I'd been having problems with the motor stopping in tight downhill turns with the clutch pulled in on my 52 years old model 49
so started with checking how much clutch pushrod travel I was getting. The mechanism is a multi-start worm or "bendix" that was phased out on
in about 1969 but was continued to be used by other manufacturers (Suzuki, Yamaha etc) for a while longer until the Japanese caught up with
design advances (that bit was especially for Graham Weiss).
There was a bit of play in the bendix on the bike so I thought I'd take it apart and have a good look at it.
Here's what a bendix looks like. The one in the photo is actually a less-worn bendix than the one that came out and it was nice and clean so got used for the photo. .
The clutch cable goes on an arm that twists the male part of the bendix and it sits in the engine cover like this.
The male part of the bendix has an adjustment screw through the middle to set the free-play for the pushrod and the end of the screw is what pushes against the clutch pushrod. The clutch pushrod sticks out the end of the gearbox shaft that carries the front sprocket and has the clutch on the other end.
The clutch pushrod has a rounded end to create point contact with the normally-flat end of the screw, to minimise friction while the clutch is pulled in.

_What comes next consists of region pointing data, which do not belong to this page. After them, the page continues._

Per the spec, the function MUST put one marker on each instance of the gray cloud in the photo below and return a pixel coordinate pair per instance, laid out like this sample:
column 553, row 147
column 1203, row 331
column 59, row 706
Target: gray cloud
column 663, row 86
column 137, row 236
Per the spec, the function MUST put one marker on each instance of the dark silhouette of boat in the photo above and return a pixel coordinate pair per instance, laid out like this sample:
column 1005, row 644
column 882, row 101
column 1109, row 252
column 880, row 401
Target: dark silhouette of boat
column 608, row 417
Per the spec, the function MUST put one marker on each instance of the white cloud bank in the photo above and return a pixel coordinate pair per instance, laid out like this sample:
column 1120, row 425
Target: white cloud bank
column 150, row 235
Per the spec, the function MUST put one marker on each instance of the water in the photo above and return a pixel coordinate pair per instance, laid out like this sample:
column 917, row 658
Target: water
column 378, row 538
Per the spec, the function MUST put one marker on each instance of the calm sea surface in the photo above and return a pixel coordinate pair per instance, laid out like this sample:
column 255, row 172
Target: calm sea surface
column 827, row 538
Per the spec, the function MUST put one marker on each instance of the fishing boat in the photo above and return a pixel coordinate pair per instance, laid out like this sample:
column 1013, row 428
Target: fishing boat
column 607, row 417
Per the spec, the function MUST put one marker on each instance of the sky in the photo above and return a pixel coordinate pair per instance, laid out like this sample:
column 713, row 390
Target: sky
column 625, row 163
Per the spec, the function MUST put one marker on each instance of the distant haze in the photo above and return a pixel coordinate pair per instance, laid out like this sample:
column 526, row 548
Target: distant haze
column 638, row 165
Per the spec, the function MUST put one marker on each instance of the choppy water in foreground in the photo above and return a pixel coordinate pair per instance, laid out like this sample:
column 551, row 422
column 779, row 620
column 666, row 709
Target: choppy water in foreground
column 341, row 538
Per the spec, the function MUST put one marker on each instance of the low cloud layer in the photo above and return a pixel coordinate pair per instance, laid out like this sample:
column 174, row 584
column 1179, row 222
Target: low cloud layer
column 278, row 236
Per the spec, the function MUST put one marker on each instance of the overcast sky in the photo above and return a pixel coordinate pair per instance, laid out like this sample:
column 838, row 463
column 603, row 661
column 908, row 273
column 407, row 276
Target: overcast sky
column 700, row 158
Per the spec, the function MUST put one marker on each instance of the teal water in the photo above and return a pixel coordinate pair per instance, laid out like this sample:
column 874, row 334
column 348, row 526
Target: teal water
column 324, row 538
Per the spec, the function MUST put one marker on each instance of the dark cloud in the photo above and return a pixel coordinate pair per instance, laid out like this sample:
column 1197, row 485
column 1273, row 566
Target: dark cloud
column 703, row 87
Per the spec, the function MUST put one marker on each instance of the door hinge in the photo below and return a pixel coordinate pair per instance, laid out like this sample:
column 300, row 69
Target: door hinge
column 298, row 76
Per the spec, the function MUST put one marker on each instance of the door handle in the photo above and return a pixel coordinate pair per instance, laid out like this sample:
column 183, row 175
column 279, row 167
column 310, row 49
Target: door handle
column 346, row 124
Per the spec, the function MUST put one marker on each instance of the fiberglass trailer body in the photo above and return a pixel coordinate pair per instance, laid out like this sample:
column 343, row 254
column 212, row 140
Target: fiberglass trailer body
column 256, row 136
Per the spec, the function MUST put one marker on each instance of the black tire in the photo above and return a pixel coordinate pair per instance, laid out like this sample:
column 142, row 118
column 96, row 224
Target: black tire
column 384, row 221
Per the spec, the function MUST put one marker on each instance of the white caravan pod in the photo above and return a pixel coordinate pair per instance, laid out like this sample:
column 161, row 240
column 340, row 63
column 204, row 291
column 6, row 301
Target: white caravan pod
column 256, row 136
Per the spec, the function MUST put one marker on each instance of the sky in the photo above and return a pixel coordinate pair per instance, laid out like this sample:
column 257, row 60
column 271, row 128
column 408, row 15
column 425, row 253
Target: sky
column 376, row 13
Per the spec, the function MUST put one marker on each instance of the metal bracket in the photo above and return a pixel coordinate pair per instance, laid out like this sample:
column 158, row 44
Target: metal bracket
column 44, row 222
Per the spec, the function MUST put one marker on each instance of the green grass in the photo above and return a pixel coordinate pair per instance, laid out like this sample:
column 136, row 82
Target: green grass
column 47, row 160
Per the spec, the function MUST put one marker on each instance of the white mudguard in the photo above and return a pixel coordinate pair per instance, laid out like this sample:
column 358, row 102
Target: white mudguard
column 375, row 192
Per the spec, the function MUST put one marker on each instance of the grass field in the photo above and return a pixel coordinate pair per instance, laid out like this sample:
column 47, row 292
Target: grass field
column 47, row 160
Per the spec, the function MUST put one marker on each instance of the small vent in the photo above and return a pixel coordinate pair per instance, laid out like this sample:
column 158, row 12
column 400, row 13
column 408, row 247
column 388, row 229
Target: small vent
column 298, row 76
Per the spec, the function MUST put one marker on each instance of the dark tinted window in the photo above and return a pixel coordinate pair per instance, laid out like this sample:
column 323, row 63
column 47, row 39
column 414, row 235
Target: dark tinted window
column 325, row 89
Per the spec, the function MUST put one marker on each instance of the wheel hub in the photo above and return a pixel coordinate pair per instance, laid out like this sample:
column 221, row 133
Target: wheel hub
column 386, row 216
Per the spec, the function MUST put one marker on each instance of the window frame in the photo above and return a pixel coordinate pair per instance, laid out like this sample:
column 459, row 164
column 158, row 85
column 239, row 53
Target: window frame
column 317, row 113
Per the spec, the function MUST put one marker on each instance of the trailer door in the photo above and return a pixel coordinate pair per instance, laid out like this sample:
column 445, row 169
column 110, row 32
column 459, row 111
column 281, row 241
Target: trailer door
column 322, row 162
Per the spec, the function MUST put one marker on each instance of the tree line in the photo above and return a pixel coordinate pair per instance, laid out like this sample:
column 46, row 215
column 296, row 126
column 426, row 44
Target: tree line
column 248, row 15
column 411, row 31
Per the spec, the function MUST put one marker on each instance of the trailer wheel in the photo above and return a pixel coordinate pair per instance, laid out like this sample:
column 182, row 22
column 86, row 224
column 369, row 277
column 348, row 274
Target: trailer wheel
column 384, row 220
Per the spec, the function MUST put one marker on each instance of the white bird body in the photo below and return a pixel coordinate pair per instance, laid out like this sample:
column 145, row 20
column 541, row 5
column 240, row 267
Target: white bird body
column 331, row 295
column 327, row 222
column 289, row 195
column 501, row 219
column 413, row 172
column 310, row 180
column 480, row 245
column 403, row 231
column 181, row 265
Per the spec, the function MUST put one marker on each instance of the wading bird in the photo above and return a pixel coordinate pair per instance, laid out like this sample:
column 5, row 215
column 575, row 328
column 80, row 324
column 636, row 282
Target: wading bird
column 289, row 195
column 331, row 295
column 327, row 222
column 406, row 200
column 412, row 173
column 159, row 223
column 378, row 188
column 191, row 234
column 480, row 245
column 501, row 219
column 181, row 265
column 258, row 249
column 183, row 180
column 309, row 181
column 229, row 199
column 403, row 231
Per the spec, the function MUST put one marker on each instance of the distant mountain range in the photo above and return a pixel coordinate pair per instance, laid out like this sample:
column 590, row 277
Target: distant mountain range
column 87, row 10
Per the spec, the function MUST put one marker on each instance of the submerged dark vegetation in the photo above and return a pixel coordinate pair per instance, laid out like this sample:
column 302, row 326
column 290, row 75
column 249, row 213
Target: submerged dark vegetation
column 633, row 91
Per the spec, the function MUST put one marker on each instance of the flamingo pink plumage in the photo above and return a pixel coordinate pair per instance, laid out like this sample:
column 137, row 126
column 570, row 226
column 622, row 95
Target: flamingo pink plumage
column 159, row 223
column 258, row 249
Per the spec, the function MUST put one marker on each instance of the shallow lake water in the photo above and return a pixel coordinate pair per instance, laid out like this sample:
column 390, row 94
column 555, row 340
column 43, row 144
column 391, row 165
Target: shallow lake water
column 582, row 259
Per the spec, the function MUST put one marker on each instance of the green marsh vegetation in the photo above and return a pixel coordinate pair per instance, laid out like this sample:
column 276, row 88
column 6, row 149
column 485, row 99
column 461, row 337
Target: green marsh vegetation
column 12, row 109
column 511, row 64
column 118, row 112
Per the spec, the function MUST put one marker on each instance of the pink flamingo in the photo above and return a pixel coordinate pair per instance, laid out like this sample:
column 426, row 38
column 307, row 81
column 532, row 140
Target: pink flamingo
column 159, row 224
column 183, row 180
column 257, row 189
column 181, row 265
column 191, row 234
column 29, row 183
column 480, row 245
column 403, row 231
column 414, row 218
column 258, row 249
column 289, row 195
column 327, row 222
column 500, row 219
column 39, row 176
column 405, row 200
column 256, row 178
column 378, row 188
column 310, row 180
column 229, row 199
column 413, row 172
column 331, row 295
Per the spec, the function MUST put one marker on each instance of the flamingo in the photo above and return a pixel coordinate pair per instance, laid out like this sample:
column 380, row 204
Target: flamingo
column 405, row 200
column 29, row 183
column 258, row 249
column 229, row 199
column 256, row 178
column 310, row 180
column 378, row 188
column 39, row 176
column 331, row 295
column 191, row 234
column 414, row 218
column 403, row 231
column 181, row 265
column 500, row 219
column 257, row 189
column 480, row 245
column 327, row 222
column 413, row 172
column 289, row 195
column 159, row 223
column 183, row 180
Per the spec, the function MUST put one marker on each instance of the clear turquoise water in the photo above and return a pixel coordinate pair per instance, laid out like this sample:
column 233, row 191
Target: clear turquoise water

This bike though has seen enough hours with the clutch pulled in that the end of the adjusting screw has worn, eventually becoming a hollow depression that perfectly fits onto the dome on the end of the pushrod. I'm not sure you can see in the photos but the end of the screw has turned blue from heat and has belled out. I suspect that the friction there might be what has been causing the motor to slow down and stop when the clutch is pulled in and the bike comes to rest. So I'm going to make the end of the screw flat again and see if the problem is still there.